Am 25.02.20 um 23:38 schrieb Marco d'Itri:
> Control: found 26+20191223-1
>
> On Feb 23, Bastian Germann <bastiangerm...@fishpost.de> wrote:
>
>> All of the GPL-2+ licensed executables contained in the kmod
>> binary package link to libcrypto even though they do not have any
>> OpenSSL license exception. ftp-master considers this a serious
>> issue.
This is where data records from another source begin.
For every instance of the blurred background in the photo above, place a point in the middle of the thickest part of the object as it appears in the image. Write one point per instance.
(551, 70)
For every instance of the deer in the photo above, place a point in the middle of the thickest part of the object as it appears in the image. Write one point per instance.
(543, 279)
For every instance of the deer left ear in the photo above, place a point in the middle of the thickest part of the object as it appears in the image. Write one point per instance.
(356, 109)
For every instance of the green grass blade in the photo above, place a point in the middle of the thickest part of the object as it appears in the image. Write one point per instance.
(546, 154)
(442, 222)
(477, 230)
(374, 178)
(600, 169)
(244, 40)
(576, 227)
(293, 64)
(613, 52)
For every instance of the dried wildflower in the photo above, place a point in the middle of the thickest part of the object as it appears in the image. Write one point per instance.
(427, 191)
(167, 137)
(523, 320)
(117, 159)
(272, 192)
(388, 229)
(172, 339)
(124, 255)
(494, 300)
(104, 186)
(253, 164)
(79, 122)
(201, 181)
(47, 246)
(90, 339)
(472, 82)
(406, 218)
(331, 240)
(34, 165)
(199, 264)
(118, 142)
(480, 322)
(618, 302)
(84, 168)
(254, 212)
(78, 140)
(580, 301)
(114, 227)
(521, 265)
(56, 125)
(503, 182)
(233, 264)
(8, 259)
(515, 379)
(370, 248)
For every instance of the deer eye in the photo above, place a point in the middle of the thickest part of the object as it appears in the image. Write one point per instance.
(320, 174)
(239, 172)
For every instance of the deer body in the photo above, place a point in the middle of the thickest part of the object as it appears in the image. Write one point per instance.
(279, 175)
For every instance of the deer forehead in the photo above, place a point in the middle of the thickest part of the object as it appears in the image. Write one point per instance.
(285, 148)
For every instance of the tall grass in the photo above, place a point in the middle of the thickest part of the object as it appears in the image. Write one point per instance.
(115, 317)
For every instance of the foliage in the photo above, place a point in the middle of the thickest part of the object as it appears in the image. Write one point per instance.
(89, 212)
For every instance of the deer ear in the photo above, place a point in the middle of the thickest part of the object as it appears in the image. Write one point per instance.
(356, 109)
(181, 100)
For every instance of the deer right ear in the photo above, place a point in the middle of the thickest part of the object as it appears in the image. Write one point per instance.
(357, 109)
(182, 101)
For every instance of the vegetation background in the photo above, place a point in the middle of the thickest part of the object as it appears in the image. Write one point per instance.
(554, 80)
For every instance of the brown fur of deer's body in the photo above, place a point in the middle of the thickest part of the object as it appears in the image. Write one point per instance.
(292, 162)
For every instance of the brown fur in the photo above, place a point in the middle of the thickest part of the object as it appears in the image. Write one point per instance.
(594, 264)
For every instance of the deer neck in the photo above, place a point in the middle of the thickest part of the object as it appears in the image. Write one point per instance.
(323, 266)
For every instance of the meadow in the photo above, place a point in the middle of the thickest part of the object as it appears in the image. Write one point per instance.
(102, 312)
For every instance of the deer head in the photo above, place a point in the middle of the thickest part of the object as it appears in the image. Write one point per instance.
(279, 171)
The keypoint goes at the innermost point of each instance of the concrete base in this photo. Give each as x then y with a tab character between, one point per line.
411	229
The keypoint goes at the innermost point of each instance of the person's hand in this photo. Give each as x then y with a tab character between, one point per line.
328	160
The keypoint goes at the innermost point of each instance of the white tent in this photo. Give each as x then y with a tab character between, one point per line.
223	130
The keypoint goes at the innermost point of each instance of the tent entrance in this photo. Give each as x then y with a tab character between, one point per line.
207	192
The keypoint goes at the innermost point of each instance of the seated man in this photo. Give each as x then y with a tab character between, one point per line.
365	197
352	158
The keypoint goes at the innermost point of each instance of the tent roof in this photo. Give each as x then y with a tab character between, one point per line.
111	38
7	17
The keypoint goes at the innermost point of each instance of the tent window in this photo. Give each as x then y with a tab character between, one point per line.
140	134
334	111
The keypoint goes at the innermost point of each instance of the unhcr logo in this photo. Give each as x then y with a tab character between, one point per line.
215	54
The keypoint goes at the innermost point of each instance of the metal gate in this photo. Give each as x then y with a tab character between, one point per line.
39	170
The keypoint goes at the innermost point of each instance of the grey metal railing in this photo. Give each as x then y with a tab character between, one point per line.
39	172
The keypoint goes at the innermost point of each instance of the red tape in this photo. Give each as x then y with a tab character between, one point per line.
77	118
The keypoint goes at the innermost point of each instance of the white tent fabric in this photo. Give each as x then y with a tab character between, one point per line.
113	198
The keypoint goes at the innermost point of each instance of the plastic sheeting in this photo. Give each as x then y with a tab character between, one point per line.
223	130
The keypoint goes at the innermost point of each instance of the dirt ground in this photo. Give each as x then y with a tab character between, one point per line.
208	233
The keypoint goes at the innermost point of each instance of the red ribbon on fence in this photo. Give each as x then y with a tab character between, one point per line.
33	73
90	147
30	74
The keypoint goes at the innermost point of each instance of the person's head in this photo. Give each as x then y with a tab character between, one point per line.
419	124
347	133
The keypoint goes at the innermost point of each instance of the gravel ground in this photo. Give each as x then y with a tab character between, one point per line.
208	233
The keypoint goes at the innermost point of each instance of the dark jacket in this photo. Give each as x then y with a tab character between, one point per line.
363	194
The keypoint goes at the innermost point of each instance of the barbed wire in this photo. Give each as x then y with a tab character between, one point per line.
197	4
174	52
So please remove this optional dependency or ask upstream
>> for a license exception.
> The large number of contributors to kmod obviously makes impossible
> getting a license exception, also considering that only Debian
> cares about linking GPL'ed software with OpenSSL.
>
> Since only libkmod (which is LGPL'ed), and not the actual commands,
> is linked with OpenSSL, and the libkmod symbols do not change
> depending if OpenSSL support is enabled or not, and the patches
> which introduced OpenSSL support did not touch the commands, then I
> think that the commands are obviously not a derivative work of
> OpenSSL. You can also easily verify that the commands are not
> linked with OpenSSL by looking at the build logs of the package.
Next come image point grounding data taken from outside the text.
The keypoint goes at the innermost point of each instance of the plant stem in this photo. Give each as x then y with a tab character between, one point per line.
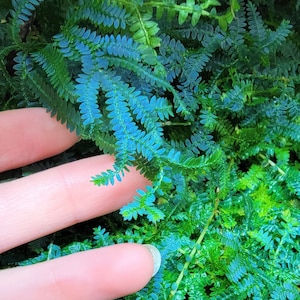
193	252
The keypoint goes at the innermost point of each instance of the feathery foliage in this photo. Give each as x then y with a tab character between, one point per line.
204	99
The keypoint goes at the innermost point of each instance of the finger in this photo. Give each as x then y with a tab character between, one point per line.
30	134
48	201
106	273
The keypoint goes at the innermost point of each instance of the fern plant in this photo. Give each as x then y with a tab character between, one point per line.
204	100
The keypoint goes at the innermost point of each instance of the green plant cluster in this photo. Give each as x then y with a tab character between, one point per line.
204	98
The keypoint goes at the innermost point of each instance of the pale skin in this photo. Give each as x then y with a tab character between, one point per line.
42	203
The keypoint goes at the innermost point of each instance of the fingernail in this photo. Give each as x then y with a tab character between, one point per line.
156	257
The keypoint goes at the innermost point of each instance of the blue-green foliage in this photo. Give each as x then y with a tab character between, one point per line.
210	116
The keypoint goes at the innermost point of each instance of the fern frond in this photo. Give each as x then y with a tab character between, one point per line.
142	205
144	29
256	24
53	63
23	10
87	91
105	14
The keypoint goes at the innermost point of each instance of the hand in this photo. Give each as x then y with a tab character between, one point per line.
39	204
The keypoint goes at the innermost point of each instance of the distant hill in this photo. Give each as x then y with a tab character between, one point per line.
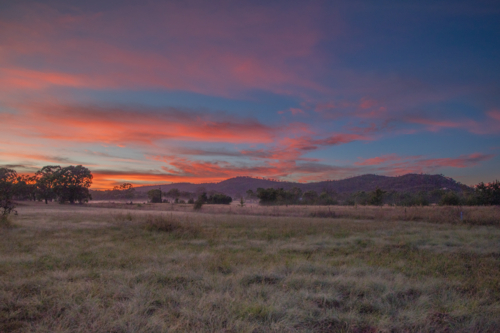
239	185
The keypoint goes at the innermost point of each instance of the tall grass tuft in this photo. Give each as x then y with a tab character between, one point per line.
5	222
169	224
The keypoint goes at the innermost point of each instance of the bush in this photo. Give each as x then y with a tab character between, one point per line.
450	199
5	222
198	204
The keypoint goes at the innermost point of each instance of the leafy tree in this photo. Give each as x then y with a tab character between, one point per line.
155	195
450	199
488	194
7	190
45	183
125	191
72	184
25	187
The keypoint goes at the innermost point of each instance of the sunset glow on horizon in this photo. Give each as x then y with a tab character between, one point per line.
156	92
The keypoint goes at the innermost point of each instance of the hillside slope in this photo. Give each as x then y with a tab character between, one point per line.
239	185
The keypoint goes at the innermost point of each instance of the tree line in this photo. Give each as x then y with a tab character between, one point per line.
52	182
481	195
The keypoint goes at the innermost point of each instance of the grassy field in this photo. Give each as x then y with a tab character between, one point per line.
165	268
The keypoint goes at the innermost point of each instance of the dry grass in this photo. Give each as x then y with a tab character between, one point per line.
435	214
81	269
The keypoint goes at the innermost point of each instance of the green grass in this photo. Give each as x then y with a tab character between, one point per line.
83	269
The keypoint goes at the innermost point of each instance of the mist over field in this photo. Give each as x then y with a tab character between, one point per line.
249	166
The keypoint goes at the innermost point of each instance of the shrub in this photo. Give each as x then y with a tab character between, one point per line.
450	199
198	204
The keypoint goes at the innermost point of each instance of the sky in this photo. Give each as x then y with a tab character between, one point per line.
154	92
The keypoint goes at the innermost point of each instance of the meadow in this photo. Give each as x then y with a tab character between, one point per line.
165	268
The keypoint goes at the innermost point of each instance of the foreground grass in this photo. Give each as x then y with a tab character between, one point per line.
79	269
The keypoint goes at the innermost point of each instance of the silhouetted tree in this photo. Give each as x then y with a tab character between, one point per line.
72	184
46	179
7	190
155	195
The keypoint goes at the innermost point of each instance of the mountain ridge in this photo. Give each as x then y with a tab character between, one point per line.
237	186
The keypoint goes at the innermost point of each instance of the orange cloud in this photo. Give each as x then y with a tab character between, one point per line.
133	126
221	52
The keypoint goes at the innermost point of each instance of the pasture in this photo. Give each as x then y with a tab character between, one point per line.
165	268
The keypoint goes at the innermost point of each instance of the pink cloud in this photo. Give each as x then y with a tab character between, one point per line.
394	164
221	52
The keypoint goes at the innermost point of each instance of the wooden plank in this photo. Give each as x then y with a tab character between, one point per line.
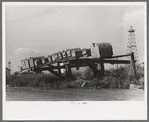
55	73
$ ldd /bin/*mod /sbin/*mod*
/bin/kmod:
libcrypto.so.1.1 => /usr/lib/x86_64-linux-gnu/libcrypto.so.1.1
/bin/lsmod:
libcrypto.so.1.1 => /usr/lib/x86_64-linux-gnu/libcrypto.so.1.1
/sbin/depmod
libcrypto.so.1.1 => /usr/lib/x86_64-linux-gnu/libcrypto.so.1.1
/sbin/insmod:
libcrypto.so.1.1 =>
/usr/lib/x86_64-linux-gnu/libcrypto.so.1.1/sbin/lsmod:
libcrypto.so.1.1 =>
/usr/lib/x86_64-linux-gnu/libcrypto.so.1.1/sbin/modinfo:
libcrypto.so.1.1 => /usr/lib/x86_64-linux-gnu/libcrypto.so.1.1
/sbin/modprobe:
libcrypto.so.1.1 => /usr/lib/x86_64-linux-gnu/libcrypto.so.1.1
/sbin/rmmod:
libcrypto.so.1.1 => /usr/lib/x86_64-linux-gnu/libcrypto.so.1.1
buster's amd64 binaries are actually directly linked with libcrypto;
readelf says "(NEEDED) Shared library: [libcrypto.so.1.1]"
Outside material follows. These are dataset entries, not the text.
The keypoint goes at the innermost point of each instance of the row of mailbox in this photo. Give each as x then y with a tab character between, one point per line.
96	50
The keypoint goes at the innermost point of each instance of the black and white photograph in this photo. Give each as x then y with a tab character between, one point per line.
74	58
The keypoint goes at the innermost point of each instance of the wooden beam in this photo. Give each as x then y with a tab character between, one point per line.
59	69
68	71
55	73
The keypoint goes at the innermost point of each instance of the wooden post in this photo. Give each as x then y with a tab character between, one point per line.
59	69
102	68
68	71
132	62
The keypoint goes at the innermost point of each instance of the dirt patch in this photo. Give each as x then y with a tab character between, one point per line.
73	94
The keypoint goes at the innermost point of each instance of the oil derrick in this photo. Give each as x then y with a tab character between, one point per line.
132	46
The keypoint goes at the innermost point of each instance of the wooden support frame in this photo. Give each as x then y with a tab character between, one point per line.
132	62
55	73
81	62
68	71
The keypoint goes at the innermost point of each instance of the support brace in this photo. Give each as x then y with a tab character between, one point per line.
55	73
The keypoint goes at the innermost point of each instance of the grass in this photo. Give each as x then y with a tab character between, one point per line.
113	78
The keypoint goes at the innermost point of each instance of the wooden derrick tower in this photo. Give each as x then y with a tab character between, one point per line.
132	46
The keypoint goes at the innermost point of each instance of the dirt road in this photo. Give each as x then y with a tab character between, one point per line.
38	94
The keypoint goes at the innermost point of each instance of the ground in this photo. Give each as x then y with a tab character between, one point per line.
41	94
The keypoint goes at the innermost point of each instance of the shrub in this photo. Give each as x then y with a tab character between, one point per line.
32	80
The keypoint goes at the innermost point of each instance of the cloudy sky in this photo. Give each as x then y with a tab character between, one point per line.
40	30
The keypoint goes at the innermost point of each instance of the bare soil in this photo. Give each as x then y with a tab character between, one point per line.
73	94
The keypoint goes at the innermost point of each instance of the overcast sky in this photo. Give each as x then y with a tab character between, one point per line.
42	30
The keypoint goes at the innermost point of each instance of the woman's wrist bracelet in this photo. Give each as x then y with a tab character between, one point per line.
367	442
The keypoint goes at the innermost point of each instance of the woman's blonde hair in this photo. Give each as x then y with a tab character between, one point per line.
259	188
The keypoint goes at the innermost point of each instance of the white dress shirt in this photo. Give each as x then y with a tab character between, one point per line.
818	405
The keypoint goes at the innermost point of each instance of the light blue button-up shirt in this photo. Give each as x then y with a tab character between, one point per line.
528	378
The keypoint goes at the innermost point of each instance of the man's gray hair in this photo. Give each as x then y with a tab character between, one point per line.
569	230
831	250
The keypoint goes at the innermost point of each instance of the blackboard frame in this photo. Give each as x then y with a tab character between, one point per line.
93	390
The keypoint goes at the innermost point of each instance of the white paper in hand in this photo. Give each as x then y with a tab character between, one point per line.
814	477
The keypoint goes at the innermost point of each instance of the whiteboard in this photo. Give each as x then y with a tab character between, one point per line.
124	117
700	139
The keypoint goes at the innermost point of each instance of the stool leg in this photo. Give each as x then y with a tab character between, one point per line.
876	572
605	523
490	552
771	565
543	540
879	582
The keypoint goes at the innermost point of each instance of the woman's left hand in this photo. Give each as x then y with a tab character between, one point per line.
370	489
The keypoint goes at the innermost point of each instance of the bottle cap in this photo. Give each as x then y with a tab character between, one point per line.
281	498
Even if they were linked with libcrypto via libkmod it would not make
any difference.
> Also, the next major release of OpenSSL will be relicensed with the
> ASLv2 anyway, which is compatible with the GPLv3.
That will help for bullseye+ but not for buster.
> For these reasons I have no interest and no plans to do anything
> about this, and I am quite annoyed that I had to spend my time
> researching these details and then explaining them to you.
You don't care and I am fine with that since I am not the maintainer
of the package. But I wanted to report the issue anyway since the
legal team's comments on that matter are unanimous.